Audo voltou do almoço naquele dia (27 de setembro) e estava fazendo manutenção de uma válvula que separa o diesel de alguns componentes. Essas válvulas deviam estar sem pressão, mas a peça que mandava a pressão para a atmosfera não estava lá. Audo levou uma pancada de 400 quilos de ar comprimido no abdomen e foi arremessado a uma distância entre 5 e 15 metros. Morreu por politraumatismo. Foi tão rápido que acredito que eu acho que até o espírito dele ficou sem entender. Danificou todos os órgãos vitais. Quando chegou o socorro, já estava sem pulso.

O acidente foi às 15h20, mas só soubemos às 17h. Um dos meus irmãos recebeu informações desencontradas da empresa e mandou todos irem pra Chã, sem dar detalhes. Eu achei que tivesse acontecido algo com meu pai. Tinha muita coisa circulando no "zap". Às 18h10 soubemos da morte do meu irmão, por uma vizinha da minha mãe. Só às 21h ou 22h soubemos que o corpo do dele (que foi retirado do local do acidente às 19h) estava no IML do Recife. Mas tudo vazava em grupos de WhatApp de Chã de Alegria antes mesmo da família saber.

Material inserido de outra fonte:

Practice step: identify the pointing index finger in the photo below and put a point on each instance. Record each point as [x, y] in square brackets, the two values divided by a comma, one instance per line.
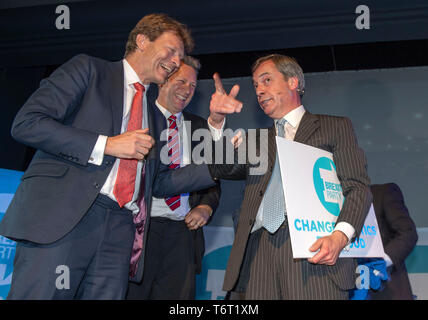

Mônica teve que ser socorrida para tomar soro. No posto, recebeu a notícia desencontrada, pelo WhatsApp, que o marido tinha sido reanimado e estava vivo. Agradeceu a Deus. Quando chegou em casa, soube que ele realmente estava morto. Além do luto, ela agora tem que lidar com uma situação financeira difícil, pois Audo era o provedor da família. Colegas e familiares fizeram uma vaquinha que ajudou a tratar dos muitos trâmites pós-morte. A empresa deu a indenização relativa aos oito meses de serviço. A gente deu entrada em pensão morte, no INSS, que ainda não saiu.

Como estão suas sobrinhas e seus pais?

Grande parte dos esforços de Audo na sua vida profissional visava dar um futuro melhor para a filha Sofia, que tem Down. "Minha preta, foi uma luz que Deus te colocou na minha vida. Tudo que faço por você eu faria dez vezes", dizia ele. A menina tem 8 anos e até hoje não conseguiu um pediatra pelo SUS. Não consegue falar uma frase completa. Não tem fonoaudiólogo nem terapia de psicomotricidade. Tem poucas habilidades. Ela é esperta por conta do convívio, mas, na idade em que está, deveria ser muito mais desenvolvida.

Ela está fazendo fonoaudiólogo com o dinheiro que a família recebeu de indenização por tempo de serviço após a morte de Audo, mas o dinheiro vai acabar. Ela precisa tomar remédios e tem alimentação restrita. Depois que Audo morreu, Sofia diz que “Papai virou uma estrelinha, tá no céu.” Também diz que o pai está trabalhando. Ela ainda está digerindo a situação. Já Maria Eduarda, a mais velha, é meio calada, feito o pai. Tem um coração enorme, uma tranquilidade invejável. Mas gente tem percebido que ela está mais fechada e não se expressa muito desde que o pai morreu.

Meus pais também estão sofrendo tremendamente. Minha mãe (Iracema, 73), entrou em depressão. Acorda de madrugada e não para de falar nele. Vai para o portão esperar por ele. Audo morava próximo da casa dela. Chegava lá, assobiava e ficava se escondendo. Minha mãe dizia. “Apareça, Audo, sei que és tu.” Agora, ela não consegue mais nem ouvir um assobio.